Con tanto descubrimiento nocturno, visitamos el espectáculo de “Belle Epoque”, de Dolly Van Doll. Al llegar, miré al fondo de la entrada, al pasaje donde estaba Ciro’s. No había vuelto para decirle a Mel Castán, el hombre más guapo y seductor que había visto sobre un escenario, que me lo había pensado. Normalmente, nadie se tomaba la molestia de decir: «No, gracias». Podías estar corroyéndote durante valiosos días, con la duda de aceptar un trabajo por esperar otro y no tener un resultado satisfactorio al final. Eso a nadie le importaba, era cuestión de adivinar, intuir o consultar a una tarotista, con lo fácil que es aliviar el estrés y descartar. Normas.

1995.

Ttrabajando en la revista ‘La creación’ de los Hermanos Calatrava y ERA Produccions, yendo con Ángel Amar, nos encontramos a Manuel Castán en los alrededores del Arnau. Ellos se saludaron cordialmente y Mel no me reconoció.

1997,

Unos amigos me invitaron a la sala ‘La Antilla’, cuando caminé por la galería, me dí cuenta de que estaba volviendo a entrar al local de Ciro’s.
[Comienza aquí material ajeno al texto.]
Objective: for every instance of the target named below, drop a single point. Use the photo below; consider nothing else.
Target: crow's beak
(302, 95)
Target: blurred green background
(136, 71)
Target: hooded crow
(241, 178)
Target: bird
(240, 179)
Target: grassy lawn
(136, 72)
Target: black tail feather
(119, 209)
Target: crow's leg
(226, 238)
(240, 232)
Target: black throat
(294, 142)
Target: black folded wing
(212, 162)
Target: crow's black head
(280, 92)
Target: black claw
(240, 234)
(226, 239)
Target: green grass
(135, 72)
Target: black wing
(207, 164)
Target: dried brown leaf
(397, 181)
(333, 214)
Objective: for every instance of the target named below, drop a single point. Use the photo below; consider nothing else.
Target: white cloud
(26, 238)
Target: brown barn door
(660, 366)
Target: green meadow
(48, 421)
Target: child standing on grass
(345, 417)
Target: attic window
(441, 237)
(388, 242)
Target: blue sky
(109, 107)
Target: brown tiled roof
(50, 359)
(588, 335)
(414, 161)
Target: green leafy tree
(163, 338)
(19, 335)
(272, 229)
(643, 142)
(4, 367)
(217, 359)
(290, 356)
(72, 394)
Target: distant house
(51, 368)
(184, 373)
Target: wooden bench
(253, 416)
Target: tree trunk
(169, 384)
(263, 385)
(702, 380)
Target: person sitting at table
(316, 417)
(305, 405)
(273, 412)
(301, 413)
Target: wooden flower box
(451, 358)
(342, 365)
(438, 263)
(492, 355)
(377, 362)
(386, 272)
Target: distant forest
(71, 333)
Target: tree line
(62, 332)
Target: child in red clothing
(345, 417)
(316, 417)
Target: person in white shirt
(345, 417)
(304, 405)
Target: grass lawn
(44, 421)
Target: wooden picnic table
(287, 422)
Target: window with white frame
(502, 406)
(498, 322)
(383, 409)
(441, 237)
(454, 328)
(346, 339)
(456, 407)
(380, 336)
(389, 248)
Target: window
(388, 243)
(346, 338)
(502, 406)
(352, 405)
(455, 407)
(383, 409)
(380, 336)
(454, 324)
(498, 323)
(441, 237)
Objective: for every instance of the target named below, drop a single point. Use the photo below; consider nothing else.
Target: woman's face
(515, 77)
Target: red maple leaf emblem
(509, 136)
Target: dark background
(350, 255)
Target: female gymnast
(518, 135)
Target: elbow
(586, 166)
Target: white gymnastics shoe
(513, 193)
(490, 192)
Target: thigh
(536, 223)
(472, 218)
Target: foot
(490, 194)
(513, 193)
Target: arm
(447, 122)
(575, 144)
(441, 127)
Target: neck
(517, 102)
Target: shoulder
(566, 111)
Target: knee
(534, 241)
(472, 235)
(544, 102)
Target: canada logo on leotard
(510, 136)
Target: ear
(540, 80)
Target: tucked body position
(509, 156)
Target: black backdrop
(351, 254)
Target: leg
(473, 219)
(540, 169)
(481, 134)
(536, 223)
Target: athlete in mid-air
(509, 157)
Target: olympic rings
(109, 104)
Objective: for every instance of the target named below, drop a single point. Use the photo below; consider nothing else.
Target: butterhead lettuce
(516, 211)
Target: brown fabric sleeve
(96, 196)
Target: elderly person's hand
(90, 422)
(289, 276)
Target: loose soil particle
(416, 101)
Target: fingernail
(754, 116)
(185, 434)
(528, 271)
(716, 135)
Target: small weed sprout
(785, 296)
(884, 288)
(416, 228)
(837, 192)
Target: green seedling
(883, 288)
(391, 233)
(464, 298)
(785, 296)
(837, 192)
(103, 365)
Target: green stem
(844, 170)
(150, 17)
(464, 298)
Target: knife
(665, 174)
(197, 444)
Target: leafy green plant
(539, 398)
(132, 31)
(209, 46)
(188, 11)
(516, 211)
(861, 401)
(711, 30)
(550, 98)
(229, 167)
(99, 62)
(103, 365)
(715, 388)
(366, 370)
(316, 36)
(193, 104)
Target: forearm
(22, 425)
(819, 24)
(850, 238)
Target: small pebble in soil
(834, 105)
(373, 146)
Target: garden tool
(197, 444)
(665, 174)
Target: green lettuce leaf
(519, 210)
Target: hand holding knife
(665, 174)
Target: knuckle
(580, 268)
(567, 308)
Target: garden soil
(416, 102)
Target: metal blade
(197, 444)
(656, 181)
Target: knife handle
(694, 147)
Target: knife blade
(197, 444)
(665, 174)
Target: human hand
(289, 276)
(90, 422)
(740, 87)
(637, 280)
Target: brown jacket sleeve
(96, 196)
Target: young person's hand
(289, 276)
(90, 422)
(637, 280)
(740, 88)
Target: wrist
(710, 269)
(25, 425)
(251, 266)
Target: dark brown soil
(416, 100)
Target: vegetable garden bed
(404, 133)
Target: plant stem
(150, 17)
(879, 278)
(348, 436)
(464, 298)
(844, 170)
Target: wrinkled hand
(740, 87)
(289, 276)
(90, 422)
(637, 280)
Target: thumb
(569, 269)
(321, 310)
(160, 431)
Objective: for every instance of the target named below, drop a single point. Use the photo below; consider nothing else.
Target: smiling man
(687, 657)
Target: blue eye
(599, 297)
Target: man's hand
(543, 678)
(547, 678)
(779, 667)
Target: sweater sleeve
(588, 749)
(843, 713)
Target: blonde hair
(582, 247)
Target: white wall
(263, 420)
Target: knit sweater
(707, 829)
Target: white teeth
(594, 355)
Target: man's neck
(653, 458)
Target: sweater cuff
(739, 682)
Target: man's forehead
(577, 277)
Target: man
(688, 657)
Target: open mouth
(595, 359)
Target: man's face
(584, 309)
Mil sensaciones, me invadieron. No había pasado tanto tiempo, y sin embargo yo ya no era aquella bailarina en busca de una oportunidad. No importó el cambio de decoración y estilo del local, aquel fue el dominio de Mel Castán.

2010.

Joan Gimeno me invitó a ver el espectáculo «Rambleros». Desde 2004, al marchar a Turquía no sabía nada de los compañeros y estaba bastante aislada del mundillo. Esa noche, aunque ya habíamos hablado usando Facebook, volví a encontrarme con Mel Castán en persona y desde entonces, hemos compartido veladas artísticas y una amistad preciosa con la complicidad por el amor a esta profesión, muchas anécdotas e historias de teatro, que han dado para paseos, charlas y convicciones de que aquel tiempo pasó, pero supimos disfrutarlo como más me importa, de una forma profesional y totalmente entregada. Creo que en ello coincidimos unos cuantos.

Lo quiero tanto que me atreví a pedirle que escribiera el prólogo de mi libro. Le deseo lo mejor. Siempre un caballero, amable y afectuoso.